JAKARTA(BangsaOnline) Pengurus Besar Nahdlatul Ulama (PBNU) menegaskan tidak
sependapat dengan fatwa Majelis Ulama Indonesia (MUI) yang mengharamkan rokok.
Sebelumnya, MUI telah mengeluarkan fatwa haram soal merokok di tempat umum
sejak 2009. Tidak hanya di ruang publik, dalam fatwa itu juga disebutkan bahwa
merokok haram bila dilakukan anak-anak dan wanita.
Ketua Komisi Fatwa MUI Pusat, Asrorun Niam Sholeh menjelaskan institusi
pendidikan seperti sekolah dan madrasah, serta sejenisnya masuk ke dalam
kategori ruang publik. Itu artinya, barang siapa yang masih tetap saja merokok
maka hukumnya haram.
"Rokok itu mubah, sampai kiamat ulama NU tidak akan mengharamkan rokok.

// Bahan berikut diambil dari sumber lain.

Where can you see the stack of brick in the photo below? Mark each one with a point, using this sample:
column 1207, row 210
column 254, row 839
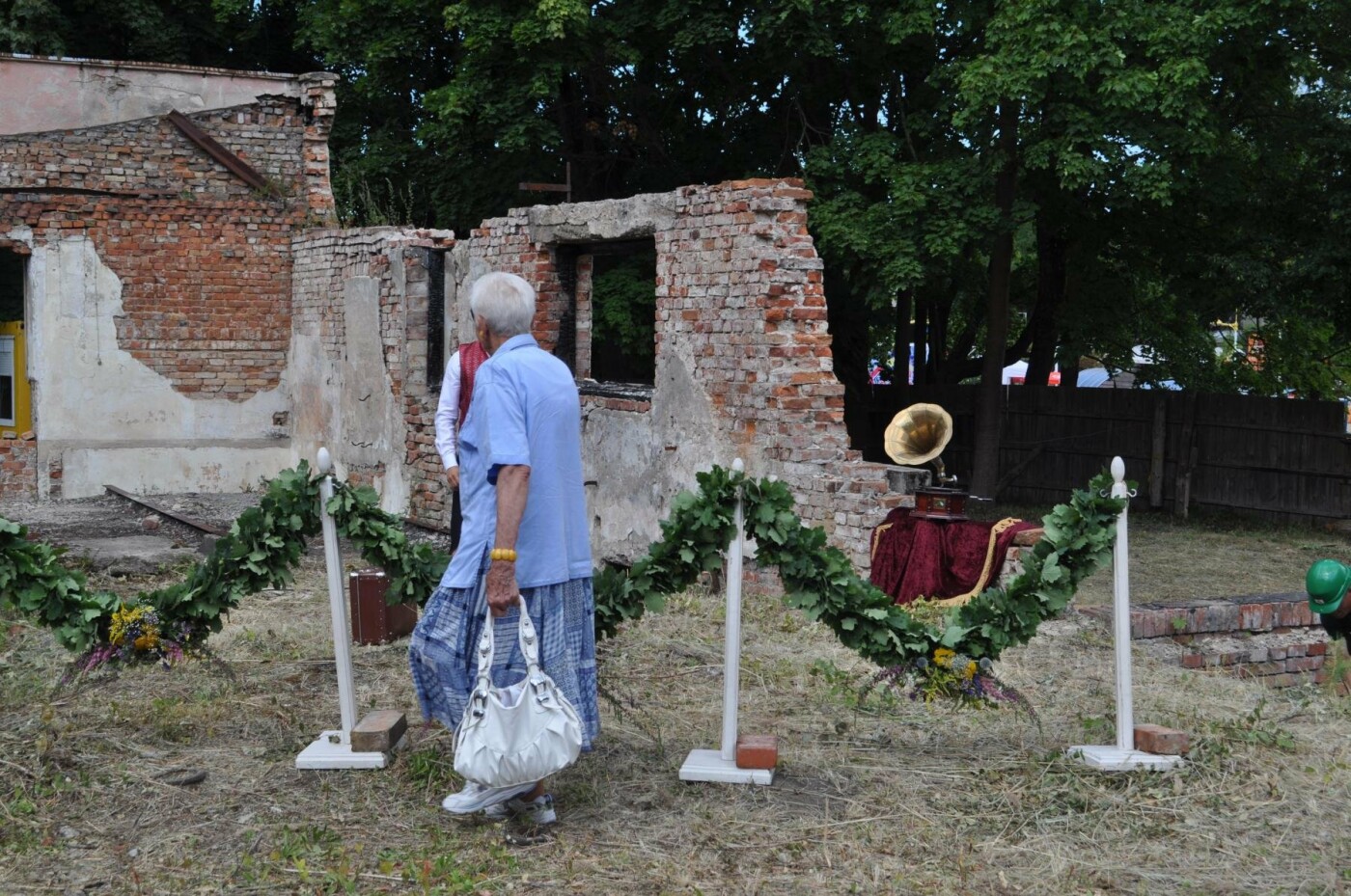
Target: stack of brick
column 17, row 466
column 1273, row 638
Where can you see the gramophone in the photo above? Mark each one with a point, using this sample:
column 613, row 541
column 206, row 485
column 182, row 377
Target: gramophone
column 918, row 435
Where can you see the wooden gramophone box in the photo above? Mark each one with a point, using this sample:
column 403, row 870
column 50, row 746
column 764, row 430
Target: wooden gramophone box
column 373, row 621
column 939, row 503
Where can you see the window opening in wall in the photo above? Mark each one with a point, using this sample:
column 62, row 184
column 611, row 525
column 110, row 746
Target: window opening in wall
column 14, row 379
column 435, row 317
column 623, row 338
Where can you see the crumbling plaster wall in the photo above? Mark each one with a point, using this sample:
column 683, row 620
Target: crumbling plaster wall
column 158, row 294
column 46, row 94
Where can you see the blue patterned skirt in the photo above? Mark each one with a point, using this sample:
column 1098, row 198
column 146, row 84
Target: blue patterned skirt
column 443, row 648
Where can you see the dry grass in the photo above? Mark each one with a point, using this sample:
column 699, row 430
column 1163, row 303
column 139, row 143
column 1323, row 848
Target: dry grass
column 882, row 798
column 1211, row 557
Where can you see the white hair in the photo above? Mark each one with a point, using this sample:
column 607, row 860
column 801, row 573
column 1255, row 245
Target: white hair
column 503, row 301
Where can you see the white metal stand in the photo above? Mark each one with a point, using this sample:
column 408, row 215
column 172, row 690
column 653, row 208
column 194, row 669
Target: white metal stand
column 720, row 765
column 333, row 749
column 1123, row 757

Fatwa rokok haram yang dikeluarkan oleh MUI dan didukung kelompok anti tembakau
ini penuh tendensius, mereka ingin mematikan keberlangsungan hidup petani
tembakau kita," tegas staf Dewan Halal PBNU, Kiai Arwani Faisal melalui
pernyataannya, Selasa (14/10).
PBNU menegaskan bahwa pihaknya tidak mendukung kampanye untuk menekan angka
perokok di Indonesia yang dimotori oleh Kementerian Kesehatan dan kelompok anti
tembakau, termasuk MUI melalui gerakan fatwa haram rokok. Menurut Arwani, semua
kiai NU pun telah sepakat untuk memperbolehkan pengikutnya mengisap rokok. Dia
juga mengklaim bahwa kiai NU sebenarnya mendukung upaya meminimalisir
rokok. Itu dibuktikan dengan penetapan hukum 'makruh' untuk pengikut PBNU.
"Kiai tidak berarti tidak menerima data kesehatan. Rokok makruh karena
menerima data kesehatan. Kalau tidak menerima, kiai akan menetapkan hukum rokok
wajib. Itu justru karena ngerti itu bahaya," sambung Arwani.

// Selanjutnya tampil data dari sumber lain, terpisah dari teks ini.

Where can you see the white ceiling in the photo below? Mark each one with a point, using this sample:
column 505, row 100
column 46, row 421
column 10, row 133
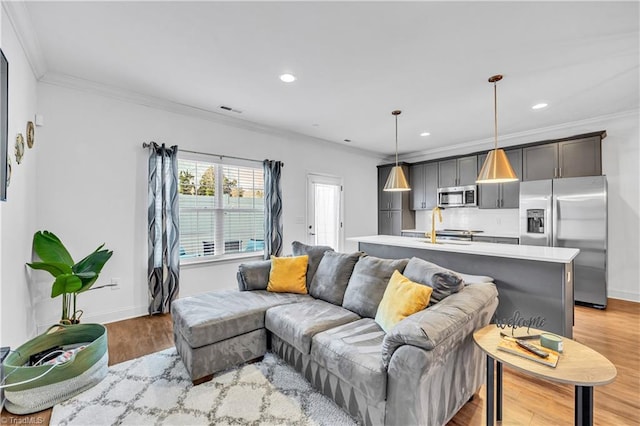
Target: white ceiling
column 355, row 62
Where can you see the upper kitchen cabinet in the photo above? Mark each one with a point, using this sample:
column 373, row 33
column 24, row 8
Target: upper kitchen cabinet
column 501, row 195
column 569, row 158
column 458, row 171
column 580, row 157
column 424, row 186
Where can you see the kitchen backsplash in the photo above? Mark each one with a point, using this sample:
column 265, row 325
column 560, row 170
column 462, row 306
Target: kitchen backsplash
column 498, row 222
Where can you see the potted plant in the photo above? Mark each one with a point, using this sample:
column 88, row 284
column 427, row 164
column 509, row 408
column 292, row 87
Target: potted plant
column 70, row 278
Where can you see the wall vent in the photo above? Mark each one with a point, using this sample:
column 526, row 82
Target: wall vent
column 229, row 109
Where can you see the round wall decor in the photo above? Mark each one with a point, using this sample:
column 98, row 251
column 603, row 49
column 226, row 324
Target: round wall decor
column 30, row 134
column 19, row 148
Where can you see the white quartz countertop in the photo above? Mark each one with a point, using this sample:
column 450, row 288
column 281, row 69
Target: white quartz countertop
column 480, row 234
column 536, row 253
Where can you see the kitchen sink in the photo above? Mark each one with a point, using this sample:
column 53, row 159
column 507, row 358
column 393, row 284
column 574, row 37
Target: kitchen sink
column 455, row 243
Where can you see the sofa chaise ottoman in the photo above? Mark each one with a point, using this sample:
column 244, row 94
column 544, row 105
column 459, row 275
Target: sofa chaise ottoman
column 419, row 371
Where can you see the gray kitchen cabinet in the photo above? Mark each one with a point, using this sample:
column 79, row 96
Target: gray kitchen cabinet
column 580, row 157
column 448, row 173
column 458, row 171
column 394, row 214
column 501, row 195
column 495, row 240
column 392, row 222
column 424, row 186
column 540, row 162
column 570, row 158
column 467, row 170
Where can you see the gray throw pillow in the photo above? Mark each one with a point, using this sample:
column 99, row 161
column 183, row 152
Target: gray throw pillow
column 444, row 282
column 368, row 283
column 254, row 275
column 315, row 254
column 332, row 276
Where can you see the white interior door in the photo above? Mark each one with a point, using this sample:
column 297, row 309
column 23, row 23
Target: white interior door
column 324, row 211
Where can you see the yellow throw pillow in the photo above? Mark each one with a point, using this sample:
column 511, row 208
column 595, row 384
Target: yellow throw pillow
column 402, row 298
column 288, row 274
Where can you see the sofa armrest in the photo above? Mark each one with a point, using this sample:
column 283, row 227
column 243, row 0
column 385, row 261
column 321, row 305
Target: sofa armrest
column 431, row 327
column 254, row 275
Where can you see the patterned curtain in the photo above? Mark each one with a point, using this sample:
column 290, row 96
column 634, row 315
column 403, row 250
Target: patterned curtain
column 164, row 241
column 272, row 208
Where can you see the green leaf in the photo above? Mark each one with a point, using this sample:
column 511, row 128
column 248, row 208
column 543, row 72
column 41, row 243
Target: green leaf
column 86, row 275
column 66, row 283
column 53, row 268
column 91, row 264
column 50, row 249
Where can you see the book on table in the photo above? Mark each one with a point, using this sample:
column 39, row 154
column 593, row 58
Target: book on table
column 512, row 347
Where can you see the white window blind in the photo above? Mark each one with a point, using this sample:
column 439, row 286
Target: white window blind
column 221, row 210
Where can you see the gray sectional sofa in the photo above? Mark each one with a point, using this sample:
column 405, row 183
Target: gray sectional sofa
column 419, row 373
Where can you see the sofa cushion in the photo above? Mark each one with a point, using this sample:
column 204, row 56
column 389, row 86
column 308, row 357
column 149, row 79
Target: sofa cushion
column 288, row 274
column 352, row 352
column 368, row 283
column 402, row 298
column 437, row 324
column 332, row 276
column 254, row 275
column 297, row 323
column 444, row 282
column 219, row 315
column 315, row 254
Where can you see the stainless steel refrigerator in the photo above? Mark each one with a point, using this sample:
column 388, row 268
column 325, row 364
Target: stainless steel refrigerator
column 570, row 212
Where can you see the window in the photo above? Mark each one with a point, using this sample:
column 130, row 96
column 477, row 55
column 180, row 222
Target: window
column 221, row 210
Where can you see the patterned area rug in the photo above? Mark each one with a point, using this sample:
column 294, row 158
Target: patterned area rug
column 156, row 389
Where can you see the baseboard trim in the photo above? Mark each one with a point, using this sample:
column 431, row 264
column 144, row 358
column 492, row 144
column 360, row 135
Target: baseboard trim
column 103, row 317
column 624, row 295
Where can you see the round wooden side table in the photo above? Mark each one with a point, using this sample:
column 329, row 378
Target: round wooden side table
column 578, row 365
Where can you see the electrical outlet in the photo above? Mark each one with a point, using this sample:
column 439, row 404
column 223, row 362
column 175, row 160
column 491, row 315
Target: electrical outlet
column 115, row 284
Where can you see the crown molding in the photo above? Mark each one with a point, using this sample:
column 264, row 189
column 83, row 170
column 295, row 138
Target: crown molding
column 89, row 86
column 23, row 27
column 518, row 137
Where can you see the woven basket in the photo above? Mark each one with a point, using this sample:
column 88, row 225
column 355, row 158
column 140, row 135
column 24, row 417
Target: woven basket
column 84, row 370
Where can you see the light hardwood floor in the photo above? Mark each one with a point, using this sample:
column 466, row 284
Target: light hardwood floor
column 614, row 332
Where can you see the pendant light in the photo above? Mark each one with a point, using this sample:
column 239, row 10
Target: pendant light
column 496, row 167
column 396, row 180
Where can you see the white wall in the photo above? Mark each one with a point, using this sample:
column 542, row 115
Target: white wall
column 93, row 188
column 621, row 164
column 18, row 213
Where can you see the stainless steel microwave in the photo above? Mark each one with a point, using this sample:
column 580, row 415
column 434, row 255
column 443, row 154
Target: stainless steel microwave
column 458, row 196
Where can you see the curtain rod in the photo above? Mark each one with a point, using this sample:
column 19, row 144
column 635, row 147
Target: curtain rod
column 147, row 145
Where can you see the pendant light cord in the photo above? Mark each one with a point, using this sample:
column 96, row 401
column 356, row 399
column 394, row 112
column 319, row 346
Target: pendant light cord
column 396, row 140
column 495, row 115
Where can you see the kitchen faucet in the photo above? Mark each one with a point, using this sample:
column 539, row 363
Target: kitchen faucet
column 435, row 210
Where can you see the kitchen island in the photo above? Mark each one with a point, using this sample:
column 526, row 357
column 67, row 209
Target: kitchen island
column 533, row 282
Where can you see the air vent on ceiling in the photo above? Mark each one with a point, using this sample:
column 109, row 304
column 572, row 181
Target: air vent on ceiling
column 227, row 108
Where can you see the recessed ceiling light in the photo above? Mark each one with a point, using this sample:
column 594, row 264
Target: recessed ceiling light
column 288, row 78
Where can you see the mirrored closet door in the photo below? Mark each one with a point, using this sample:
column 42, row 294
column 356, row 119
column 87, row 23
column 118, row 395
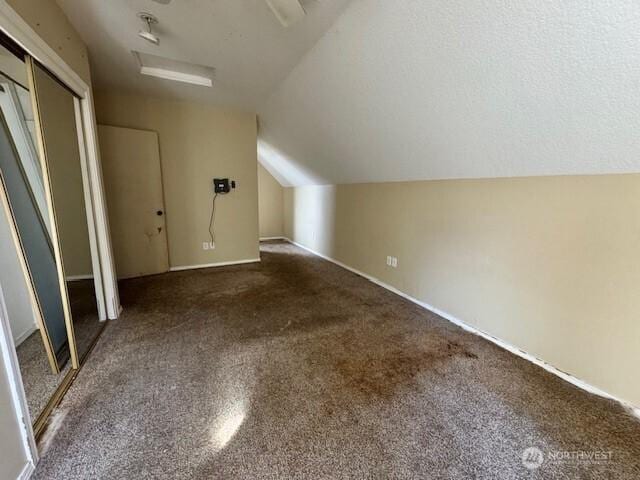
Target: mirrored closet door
column 57, row 115
column 49, row 267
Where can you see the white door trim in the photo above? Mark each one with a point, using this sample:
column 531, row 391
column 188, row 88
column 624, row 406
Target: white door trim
column 20, row 408
column 16, row 28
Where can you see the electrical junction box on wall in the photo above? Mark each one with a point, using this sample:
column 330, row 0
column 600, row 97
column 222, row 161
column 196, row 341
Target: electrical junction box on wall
column 222, row 185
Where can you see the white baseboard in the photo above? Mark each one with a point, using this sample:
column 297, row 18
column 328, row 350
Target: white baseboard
column 24, row 335
column 27, row 471
column 211, row 265
column 75, row 278
column 635, row 410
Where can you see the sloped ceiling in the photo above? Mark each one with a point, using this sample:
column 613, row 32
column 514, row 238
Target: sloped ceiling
column 432, row 89
column 242, row 39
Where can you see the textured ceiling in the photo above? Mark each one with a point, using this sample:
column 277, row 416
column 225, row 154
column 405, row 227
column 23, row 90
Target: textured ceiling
column 241, row 39
column 408, row 90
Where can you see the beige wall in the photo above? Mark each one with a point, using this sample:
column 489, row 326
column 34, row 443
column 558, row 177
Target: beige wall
column 52, row 25
column 270, row 199
column 550, row 265
column 197, row 143
column 46, row 18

Penerapan rokok bukan merupakan suatu hal yang bahaya, menurutnya telah
diperhitungkan masak-masak ketika Muktamar NU ke 32 di Makassar tahun 2010
lalu.
"Harus dilihat kadarnya. Kalau mafsadatnya (kerugian) besar hukumnya
haram. Rokok kan sekali hisap tidak langsung pingsan," ujarnya.
Menurut PBNU, rokok tidak punya bahaya yang berlebihan terhadap kesehatan
manusia sehingga tidak perlu dilarang berlebihan.

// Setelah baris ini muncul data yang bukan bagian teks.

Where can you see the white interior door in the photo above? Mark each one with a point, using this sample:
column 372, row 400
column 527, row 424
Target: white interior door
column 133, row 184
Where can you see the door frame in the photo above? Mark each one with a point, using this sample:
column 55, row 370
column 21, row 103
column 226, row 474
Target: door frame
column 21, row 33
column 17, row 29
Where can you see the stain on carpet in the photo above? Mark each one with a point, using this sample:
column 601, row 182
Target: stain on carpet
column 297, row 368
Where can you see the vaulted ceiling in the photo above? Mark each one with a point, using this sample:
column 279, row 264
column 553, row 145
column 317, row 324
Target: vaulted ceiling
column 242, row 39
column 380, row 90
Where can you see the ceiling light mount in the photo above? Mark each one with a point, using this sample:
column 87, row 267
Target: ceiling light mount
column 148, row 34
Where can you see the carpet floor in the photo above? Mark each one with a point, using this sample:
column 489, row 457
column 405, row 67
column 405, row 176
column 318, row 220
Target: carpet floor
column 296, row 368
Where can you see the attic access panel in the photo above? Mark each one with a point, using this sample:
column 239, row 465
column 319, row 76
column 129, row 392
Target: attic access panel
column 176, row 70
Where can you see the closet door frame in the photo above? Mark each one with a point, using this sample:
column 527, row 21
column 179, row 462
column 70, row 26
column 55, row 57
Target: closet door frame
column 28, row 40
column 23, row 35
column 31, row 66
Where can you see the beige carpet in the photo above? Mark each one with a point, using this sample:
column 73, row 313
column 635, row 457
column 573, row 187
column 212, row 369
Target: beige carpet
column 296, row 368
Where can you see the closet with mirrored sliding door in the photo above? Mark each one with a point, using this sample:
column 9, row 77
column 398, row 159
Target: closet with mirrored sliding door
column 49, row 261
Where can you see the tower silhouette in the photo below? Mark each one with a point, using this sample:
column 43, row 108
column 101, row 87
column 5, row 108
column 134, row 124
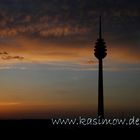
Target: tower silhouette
column 100, row 54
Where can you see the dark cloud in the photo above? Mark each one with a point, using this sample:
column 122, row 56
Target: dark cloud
column 6, row 56
column 69, row 18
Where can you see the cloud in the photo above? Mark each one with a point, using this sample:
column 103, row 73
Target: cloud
column 5, row 56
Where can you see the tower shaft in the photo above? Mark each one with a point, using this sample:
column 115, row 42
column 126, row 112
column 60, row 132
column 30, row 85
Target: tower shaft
column 100, row 90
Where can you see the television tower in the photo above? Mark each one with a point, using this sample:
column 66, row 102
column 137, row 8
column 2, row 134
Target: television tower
column 100, row 53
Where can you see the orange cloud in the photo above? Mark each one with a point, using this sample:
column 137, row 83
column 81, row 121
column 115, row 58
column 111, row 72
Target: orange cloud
column 36, row 51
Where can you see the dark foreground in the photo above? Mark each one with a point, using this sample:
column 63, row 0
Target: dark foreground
column 47, row 124
column 41, row 129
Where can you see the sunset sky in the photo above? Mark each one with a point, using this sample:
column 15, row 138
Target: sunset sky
column 47, row 63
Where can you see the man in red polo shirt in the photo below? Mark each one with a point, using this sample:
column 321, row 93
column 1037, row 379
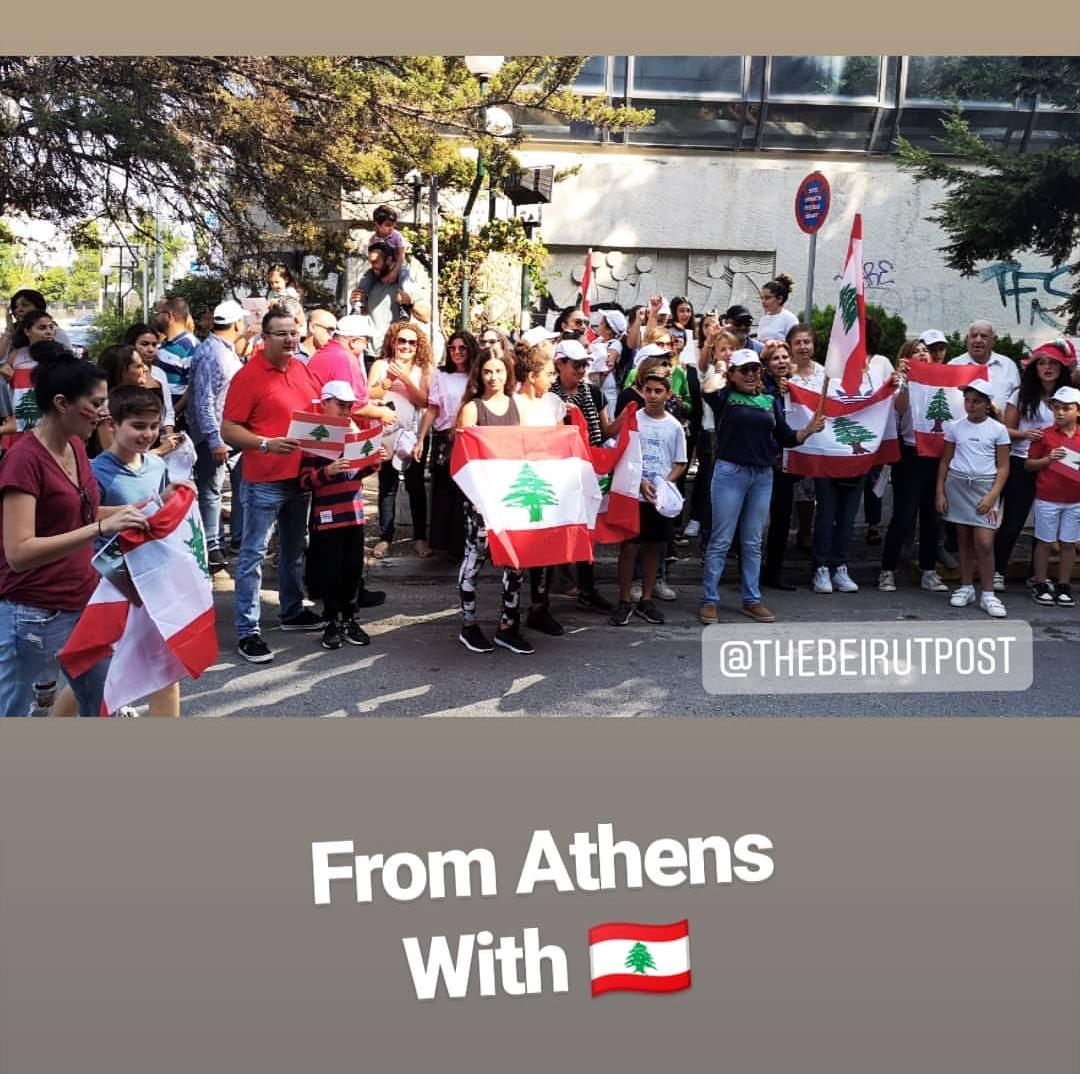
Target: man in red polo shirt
column 258, row 408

Baca Juga: PIK 2 Dianggap Banyak Mudharat, MUI minta Pemerintah Cabut Status PSN
Sementara Peneliti senior pada lembaga Masyarakat Pemangku Kepentingan
Kretek Indonesia (MPKKI) Prof Kabul Santoso mengatakan seharusnya Presiden
Susilo Bambang Yudhoyono (SBY) tidak mudah terpengaruh oleh sindiran kalangan
tertentu yang memaksa agar segera mengaksesi Framework Convention on Tobacco
Control (FCTC).
"Jangan hanya karena disindir Indonesia tidak mengaksesi FCTC, lalu
pemerintah memaksakan kehendaknya untuk membunuh petani dan industri
tembakau yang selama ini menjadi sumber penghasilan masyarakat dan
negara," tegas Prof Kabul Santoso dalam keterangan persnya di Jakarta,
Selasa (14/10).
MPKKI berharap di akhir masa pemerintahannya, Presiden SBY memberikan warisan
berharga dengan tidak mengaksesi FCTC. Sikap Presiden SBY bila menolak meneken
FCTC itu merupakan wujud perlindungan terhadap keberlangsungan industri
nasional tembakau dari hulu ke hilir. Ratifikasi tidak hanya berdampak pada
petani tembakau, namun juga bakal merontokkan industri rokok kretek nasional.
Padahal, industri ini menyerap jutaan tenaga kerja. Belum lagi tenaga kerja di
bisnis yang mendukung pertanian tembakau dan industri rokok kreteknya.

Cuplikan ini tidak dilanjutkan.